[SciPy-User] Proposal for a new data analysis toolbox
Sebastian Haase
seb.haase at gmail.com
Thu Nov 25 04:30:03 EST 2010
On Wed, Nov 24, 2010 at 10:30 PM, Sebastian Haase <seb.haase at gmail.com> wrote:
> On Wed, Nov 24, 2010 at 8:57 PM, Keith Goodman <kwgoodman at gmail.com> wrote:
>> On Wed, Nov 24, 2010 at 11:32 AM, Sebastian Haase <seb.haase at gmail.com> wrote:
>>> On Wed, Nov 24, 2010 at 8:05 PM, Keith Goodman <kwgoodman at gmail.com> wrote:
>>>> Brief Sphinx doc of whatever it's called can be found here:
>>>> http://berkeleyanalytics.com/dsna
>>>
>>> I would like to throw in one of my favorite functions that I
>>> implemented years ago using (templated) SWIG:
>>>
>>> mmms() calculates min,max,mean and standard deviation in one run.
>>> While - by using SWIG function templates - it can handle multiple
>>> dtypes efficiently (without data copy) I never even attempted to
>>> handle striding or axes...
>>> Similiarly mmm() ( that is minmaxmean() ) might be also good to have,
>>> if one really needs to not waste the (little?!) extra time of
>>> compiling the sum of the squares (for the std.dev).
>>>
>>> I you added this kind of function to the new toolbox, I would be happy
>>> to benchmark it against my venerable (simpler) SWIG version...
>>
>> What are your timings compared to say mean_1d_float64_axis0(arr)?
>
> Sorry, I don't have Cygwin set up yet -- I would need binaries.
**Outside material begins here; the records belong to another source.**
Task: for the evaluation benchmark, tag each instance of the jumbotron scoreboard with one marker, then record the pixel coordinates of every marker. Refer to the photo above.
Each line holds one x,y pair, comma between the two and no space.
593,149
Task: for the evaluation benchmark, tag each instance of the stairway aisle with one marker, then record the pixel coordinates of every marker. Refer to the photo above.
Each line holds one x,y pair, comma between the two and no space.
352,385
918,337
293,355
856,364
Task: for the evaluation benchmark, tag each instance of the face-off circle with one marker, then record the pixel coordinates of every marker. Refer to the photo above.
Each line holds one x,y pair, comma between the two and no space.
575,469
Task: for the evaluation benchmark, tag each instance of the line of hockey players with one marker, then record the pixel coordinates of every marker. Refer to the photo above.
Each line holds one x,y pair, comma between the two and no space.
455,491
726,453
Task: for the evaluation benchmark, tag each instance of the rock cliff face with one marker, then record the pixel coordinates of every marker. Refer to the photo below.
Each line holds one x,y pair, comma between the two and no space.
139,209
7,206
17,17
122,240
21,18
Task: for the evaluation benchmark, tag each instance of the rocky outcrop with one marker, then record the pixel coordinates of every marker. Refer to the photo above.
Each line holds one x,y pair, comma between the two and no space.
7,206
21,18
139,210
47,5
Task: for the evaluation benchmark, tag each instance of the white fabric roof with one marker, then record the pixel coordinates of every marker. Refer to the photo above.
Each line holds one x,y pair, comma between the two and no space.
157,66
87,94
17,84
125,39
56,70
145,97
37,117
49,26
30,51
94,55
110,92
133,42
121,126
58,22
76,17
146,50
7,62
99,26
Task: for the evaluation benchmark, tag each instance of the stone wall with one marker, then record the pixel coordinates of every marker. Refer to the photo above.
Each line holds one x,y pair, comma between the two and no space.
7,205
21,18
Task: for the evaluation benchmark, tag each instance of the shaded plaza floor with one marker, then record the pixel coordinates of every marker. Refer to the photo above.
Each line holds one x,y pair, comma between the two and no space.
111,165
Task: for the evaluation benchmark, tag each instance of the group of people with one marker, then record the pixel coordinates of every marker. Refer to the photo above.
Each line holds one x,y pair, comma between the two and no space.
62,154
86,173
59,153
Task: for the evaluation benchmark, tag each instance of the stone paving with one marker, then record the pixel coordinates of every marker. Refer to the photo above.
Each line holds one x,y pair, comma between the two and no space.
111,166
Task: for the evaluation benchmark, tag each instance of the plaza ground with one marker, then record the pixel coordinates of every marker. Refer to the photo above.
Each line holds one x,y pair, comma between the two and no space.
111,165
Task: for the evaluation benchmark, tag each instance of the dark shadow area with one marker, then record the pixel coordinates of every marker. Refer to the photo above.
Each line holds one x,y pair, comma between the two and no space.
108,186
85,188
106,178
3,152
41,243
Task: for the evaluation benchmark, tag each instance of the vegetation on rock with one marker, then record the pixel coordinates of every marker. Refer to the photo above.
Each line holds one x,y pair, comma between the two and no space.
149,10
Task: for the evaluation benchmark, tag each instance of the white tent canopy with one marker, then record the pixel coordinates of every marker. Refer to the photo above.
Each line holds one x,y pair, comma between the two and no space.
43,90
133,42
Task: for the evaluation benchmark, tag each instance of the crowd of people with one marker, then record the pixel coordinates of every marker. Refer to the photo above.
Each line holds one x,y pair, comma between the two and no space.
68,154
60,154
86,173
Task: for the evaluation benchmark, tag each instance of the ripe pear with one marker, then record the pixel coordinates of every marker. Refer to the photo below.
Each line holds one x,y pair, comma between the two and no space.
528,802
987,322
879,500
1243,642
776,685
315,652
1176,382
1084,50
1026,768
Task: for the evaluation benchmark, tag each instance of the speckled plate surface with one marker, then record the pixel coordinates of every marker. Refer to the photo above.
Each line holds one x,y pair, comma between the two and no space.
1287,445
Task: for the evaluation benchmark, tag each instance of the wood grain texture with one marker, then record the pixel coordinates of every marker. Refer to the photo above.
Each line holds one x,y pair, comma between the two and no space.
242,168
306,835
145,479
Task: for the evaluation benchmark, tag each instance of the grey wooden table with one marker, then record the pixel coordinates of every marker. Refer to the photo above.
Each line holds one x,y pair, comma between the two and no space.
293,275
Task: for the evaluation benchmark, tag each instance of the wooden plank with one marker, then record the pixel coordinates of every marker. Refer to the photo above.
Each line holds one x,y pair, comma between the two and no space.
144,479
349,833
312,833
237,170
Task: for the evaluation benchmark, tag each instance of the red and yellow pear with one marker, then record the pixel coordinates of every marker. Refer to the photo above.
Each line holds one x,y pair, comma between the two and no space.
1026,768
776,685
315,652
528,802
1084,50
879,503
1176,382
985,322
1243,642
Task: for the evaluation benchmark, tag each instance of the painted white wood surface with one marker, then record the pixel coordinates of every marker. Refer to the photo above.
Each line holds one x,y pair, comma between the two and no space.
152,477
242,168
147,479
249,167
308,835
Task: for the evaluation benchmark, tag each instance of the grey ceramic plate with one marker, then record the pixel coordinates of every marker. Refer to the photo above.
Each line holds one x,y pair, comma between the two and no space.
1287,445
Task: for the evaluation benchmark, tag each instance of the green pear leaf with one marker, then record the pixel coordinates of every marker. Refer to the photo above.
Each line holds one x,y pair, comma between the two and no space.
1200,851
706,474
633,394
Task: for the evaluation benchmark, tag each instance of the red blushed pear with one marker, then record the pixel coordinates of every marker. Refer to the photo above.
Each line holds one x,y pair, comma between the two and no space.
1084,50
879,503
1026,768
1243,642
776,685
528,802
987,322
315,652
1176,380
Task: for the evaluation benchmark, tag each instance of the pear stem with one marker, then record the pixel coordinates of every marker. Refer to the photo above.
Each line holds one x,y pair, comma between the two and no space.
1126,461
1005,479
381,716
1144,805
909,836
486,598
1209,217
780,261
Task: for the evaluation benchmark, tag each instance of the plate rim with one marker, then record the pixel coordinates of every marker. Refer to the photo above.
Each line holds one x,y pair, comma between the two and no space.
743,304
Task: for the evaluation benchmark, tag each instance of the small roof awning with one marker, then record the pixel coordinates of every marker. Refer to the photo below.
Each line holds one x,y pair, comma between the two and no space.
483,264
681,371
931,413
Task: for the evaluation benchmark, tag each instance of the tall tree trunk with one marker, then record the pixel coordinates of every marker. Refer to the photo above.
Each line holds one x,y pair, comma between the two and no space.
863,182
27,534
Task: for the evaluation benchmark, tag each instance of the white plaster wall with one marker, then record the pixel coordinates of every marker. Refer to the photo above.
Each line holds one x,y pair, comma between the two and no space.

I have
> a win32, a win64, lin32 and lin64 platform, I could use to test...
> (iow, no mac)
> -Sebastian
>
OK, apparently I don't even need cython, because the ready-made c src
files are already on githup.
So here are some benchmarks from my quad core linux 64bit (Python 2.5):
In [12]: ds.benchit(verbose=False)
Warning: invalid value encountered in divide
<snip about 100 repeats of this line>
DSNA performance benchmark
DSNA 0.1.0dev
Numpy 1.5.1rc1
Scipy 0.8.0
Speed is numpy (or scipy) time divided by dsna time
NaN means all NaNs
Speed Test Shape dtype NaN?
2.9189 nansum(a, axis=-1) (500,500) int64
3.5088 nansum(a, axis=-1) (10000,) float64
8.7537 nansum(a, axis=-1) (500,500) int32
5.9544 nansum(a, axis=-1) (500,500) float64
6.6559 nansum(a, axis=-1) (10000,) int32
2.2585 nansum(a, axis=-1) (10000,) int64
8.9303 nansum(a, axis=-1) (500,500) float64 NaN
8.2773 nansum(a, axis=-1) (10000,) float64 NaN
3.8125 nanmax(a, axis=-1) (500,500) int64
9.7811 nanmax(a, axis=-1) (10000,) float64
0.1229 nanmax(a, axis=-1) (500,500) int32
9.6016 nanmax(a, axis=-1) (500,500) float64
2.2976 nanmax(a, axis=-1) (10000,) int32
3.0449 nanmax(a, axis=-1) (10000,) int64
10.0007 nanmax(a, axis=-1) (500,500) float64 NaN
10.3841 nanmax(a, axis=-1) (10000,) float64 NaN
3.6968 nanmin(a, axis=-1) (500,500) int64
8.1499 nanmin(a, axis=-1) (10000,) float64
0.1206 nanmin(a, axis=-1) (500,500) int32
8.0156 nanmin(a, axis=-1) (500,500) float64
2.3175 nanmin(a, axis=-1) (10000,) int32
3.0114 nanmin(a, axis=-1) (10000,) int64
9.9174 nanmin(a, axis=-1) (500,500) float64 NaN
10.4548 nanmin(a, axis=-1) (10000,) float64 NaN
27.4548 nanmean(a, axis=-1) (500,500) int64
13.9409 nanmean(a, axis=-1) (10000,) float64
25.8452 nanmean(a, axis=-1) (500,500) int32
14.3663 nanmean(a, axis=-1) (500,500) float64
22.6811 nanmean(a, axis=-1) (10000,) int32
23.1552 nanmean(a, axis=-1) (10000,) int64
46.6657 nanmean(a, axis=-1) (500,500) float64 NaN
22.7000 nanmean(a, axis=-1) (10000,) float64 NaN
8.1311 nanstd(a, axis=-1) (500,500) int64
8.7202 nanstd(a, axis=-1) (10000,) float64
8.2082 nanstd(a, axis=-1) (500,500) int32
11.7259 nanstd(a, axis=-1) (500,500) float64
6.8491 nanstd(a, axis=-1) (10000,) int32
6.2385 nanstd(a, axis=-1) (10000,) int64
88.2903 nanstd(a, axis=-1) (500,500) float64 NaN
25.8934 nanstd(a, axis=-1) (10000,) float64 NaN
In [15]: arr = np.arange(10000, dtype=np.float64)
In [17]: ds.mean(arr)
Out[17]: 4999.5
In [18]: timeit ds.mean(arr)
100000 loops, best of 3: 16.6 us per loop
In [30]: timeit ds.std(arr)
10000 loops, best of 3: 32.8 us per loop
In [32]: timeit ds.min(arr),ds.max(arr),ds.mean(arr)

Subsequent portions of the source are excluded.